I assume the reasoning behind this is that the 12 letters available can be permuted in 12! ways, but the 4 A's are indistinguishable as are the 4 B's, 2 C's and 2 D's, and that's why we divide by the product of 4!, 4!, 2!, and 2!.

Right after that Ryser gives this example: "The number of 5-letter words that can be formed from the letters A, B, C in which A appears at most twice, B at most once, and C at most three times is

5!/(2!0!3!) + 5!/(2!1!2!) + 5!/(1!1!3!) = 60."

I don't understand Ryser's solution. I solve it following the logic of the first example given above. I reason:

1) Since A appears at most twice, B at most once, and C at most three times, we're really asking: how many 5-letter words can we form from two A's, one B, and three C's = six letters?

2) Thus we count the number of permutations of five letters taken from the six letters, which is 6!/( 6–5 )! = 6!

3) But since the two A's are indistinguishable as are the three C's, we have to divide this by 2!3! to get

6!/(2!3!) = 60.

Can someone explain the reasoning that leads to Ryser's answer, which is a sum of three addends?

#### BGM

##### TS Contributor
1) Since A appears at most twice, B at most once, and C at most three times, we're really asking: how many 5-letter words can we form from two A's, one B, and three C's = six letters?
Not really; The question is still asking for a 5 letter permutation. But now the question gives 1 extra letter of "freedom" so you have 3 possible scenarios

$$\{(2,1,2), (2,0,3), (1,1,3)\}$$

under the constraint $$a \leq 2, b \leq 1, c \leq 3, a + b + c = 5, a, b, c \in \mathbb{Z}^+\cup\{0\}$$

#### X-man

##### New Member
Hi, BGM,

The "not really" distinction you make is too subtle for my brain. Can you formulate a problem where Ryser's approach and mine would result in different answers?

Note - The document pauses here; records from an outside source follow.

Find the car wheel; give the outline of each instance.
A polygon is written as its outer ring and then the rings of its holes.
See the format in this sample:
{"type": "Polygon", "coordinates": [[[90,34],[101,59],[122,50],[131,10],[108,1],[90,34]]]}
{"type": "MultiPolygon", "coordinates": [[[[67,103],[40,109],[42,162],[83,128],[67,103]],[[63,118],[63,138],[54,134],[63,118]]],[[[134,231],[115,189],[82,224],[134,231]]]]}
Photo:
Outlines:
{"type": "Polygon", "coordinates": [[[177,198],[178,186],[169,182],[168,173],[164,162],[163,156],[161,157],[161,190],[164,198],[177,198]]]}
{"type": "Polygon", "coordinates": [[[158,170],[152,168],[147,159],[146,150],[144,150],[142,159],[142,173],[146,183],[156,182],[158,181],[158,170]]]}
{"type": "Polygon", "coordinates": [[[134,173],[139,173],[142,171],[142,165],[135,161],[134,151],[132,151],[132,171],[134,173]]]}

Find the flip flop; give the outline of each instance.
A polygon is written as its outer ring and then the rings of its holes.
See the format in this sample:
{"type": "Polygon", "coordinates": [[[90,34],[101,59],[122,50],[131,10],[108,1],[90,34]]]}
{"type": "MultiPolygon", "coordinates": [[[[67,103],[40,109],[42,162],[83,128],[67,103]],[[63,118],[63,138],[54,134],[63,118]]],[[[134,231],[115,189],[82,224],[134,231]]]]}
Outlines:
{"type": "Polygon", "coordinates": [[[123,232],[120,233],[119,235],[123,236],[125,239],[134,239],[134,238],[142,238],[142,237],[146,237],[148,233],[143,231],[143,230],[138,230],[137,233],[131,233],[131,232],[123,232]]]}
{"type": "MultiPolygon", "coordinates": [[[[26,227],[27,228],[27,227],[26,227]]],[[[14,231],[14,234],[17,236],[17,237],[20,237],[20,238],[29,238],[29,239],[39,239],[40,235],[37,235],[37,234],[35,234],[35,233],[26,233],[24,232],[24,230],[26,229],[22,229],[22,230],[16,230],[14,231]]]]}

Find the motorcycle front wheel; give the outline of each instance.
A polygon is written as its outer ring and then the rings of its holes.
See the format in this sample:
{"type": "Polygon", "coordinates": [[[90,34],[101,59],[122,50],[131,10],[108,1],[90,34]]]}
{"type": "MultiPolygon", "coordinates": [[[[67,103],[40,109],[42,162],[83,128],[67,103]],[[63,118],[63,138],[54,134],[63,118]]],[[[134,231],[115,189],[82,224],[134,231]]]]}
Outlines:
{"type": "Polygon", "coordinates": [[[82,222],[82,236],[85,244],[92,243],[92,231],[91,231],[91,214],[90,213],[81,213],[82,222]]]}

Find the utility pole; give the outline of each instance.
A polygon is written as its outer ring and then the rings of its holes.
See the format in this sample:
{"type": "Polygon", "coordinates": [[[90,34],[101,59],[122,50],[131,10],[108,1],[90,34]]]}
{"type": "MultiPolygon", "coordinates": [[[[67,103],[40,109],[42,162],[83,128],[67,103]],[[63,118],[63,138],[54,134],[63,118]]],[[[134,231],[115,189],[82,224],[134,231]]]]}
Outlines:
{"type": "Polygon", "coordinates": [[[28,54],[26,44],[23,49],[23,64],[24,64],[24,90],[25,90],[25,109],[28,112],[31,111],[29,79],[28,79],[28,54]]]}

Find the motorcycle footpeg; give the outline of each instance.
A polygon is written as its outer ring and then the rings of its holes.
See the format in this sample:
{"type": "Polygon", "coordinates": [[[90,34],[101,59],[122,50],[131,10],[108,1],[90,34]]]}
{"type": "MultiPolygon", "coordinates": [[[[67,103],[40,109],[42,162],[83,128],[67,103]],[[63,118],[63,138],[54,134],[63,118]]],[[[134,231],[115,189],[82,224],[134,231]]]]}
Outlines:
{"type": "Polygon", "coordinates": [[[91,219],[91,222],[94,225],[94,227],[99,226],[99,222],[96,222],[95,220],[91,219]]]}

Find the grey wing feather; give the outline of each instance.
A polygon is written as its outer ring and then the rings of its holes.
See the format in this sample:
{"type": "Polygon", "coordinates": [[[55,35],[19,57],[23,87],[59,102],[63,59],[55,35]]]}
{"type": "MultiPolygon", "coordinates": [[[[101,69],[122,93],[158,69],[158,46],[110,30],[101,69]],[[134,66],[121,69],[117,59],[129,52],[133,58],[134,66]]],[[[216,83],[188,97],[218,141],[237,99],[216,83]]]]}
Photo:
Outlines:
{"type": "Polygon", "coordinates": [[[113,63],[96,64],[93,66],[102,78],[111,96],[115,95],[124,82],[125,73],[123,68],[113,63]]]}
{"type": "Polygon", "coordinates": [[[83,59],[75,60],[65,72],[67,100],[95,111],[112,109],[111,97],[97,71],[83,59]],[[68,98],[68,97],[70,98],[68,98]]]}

But thanks for the reply. I'd thought Ryser might be using multinomial coefficients, but couldn't quite work that out.

#### Dason

##### Ambassador to the humans
Consider making a 2 letter word with at most 2 As, 1 B, and 1C.

Your method says that we look at the number of permutations of 2 letters out of the 4: 4!/2! = 12 then divide by 2! since there are 2 As. So we get an answer of 6.

But if you work through it the alternative way you get an answer of 7 and indeed these are the possibilities:
"aa" "ac" "ca" "ab" "ba" "bc" "cb"

#### X-man

##### New Member
EXCELLENT, DASON! Your post will give me something to think about and work on over the eggnog!